11. It may be true that certain decisions taken by the erstwhile management of the Corporate Debtor have not worked out as intended and have resulted in loss to the Corporate Debtor. However, merely because the Corporate Debtor has suffered loss, the commercial transactions cannot be termed as fraudulent or malafide. Commercial business decisions cannot be saddled with malice or criminality merely because they eventually turn out to be unsuccessful. 


12. Even the Forensic Audit Report prepared by M/s. Kirtane & Pandit does not conclusively hold any transaction of the Corporate Debtor to be fraudulent. In fact, the said Forensic Audit Report runs with a disclaimer as follows

  • Our review of the documents, financials and records does not constitute an audit in accordance with Auditing Standards; we have relied on source information obtained from public domain and documents, records, data etc. as provided to us by SPL Lenders. 

  • We have relied on information which was available in the public domain based on our desktop and/or limited external research. We have not independently validated any of the information that was obtained and have relied on this on an "as is" basis. Any change in this information may have an impact analysis and consequently observations/ opinions/ possibilities/ conclusions as expressed in this Report. 

  • We would like to state that this review exercise has been conducted under significant information constraints and as per the agreed upon procedures with the Resolution Professional as mentioned in assignment letter Most of the information which had been reviewed has been relied upon as provided by the company save as may be specifically incorporated otherwise. Hence the Report should be read in this context. 

  • The scope of our work has been limited both in terms of the areas of the business and operations which we have reviewed and the extent to which we have reviewed them. There may be matters, other than those noted in this Report, which might be relevant in the context of the objective and may have impact on the observations reported in this report." 

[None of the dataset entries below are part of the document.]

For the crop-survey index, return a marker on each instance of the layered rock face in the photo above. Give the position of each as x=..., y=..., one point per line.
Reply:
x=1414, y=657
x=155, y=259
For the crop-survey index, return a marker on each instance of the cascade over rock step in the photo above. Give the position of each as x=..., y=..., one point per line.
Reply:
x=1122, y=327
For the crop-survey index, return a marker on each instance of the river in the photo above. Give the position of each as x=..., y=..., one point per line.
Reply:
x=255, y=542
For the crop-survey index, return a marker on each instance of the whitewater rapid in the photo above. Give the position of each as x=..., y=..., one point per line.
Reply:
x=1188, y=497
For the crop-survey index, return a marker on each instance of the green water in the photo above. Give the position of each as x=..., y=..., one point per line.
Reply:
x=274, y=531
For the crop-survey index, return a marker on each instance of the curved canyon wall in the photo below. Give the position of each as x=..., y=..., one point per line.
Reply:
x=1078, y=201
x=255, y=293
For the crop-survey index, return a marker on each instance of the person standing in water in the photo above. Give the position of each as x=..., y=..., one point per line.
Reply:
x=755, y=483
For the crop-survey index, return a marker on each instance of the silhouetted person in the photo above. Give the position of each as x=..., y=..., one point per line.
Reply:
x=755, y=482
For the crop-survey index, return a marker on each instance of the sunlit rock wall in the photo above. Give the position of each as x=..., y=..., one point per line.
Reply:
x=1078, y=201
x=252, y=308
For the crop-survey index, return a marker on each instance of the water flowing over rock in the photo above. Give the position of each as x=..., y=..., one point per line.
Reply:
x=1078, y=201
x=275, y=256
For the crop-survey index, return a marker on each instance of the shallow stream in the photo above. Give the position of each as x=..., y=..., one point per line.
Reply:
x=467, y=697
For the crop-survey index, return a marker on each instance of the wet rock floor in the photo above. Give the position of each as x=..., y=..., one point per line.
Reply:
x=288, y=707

13. In view of the above, this Tribunal holds that the said Forensic Audit Report dated 12.12.2018 prepared by M/s. Kirtane & Pandit LLP cannot be treated as a reliable piece of evidence to conclude that any of the transactions of the Corporate Debtor was done in a fraudulent manner or with a malafide intention to defraud the creditors. Admittedly, the present application has been filed only on the basis of the said Forensic Audit Report without any independent application of mind. This Tribunal does not find any event of siphoning off or diversion of funds in any manner in the transactions of the Corporate Debtor and hence the present application deserves to be dismissed. 


14. Accordingly, MA/244/2019 stands dismissed. Parties to bear their own costs.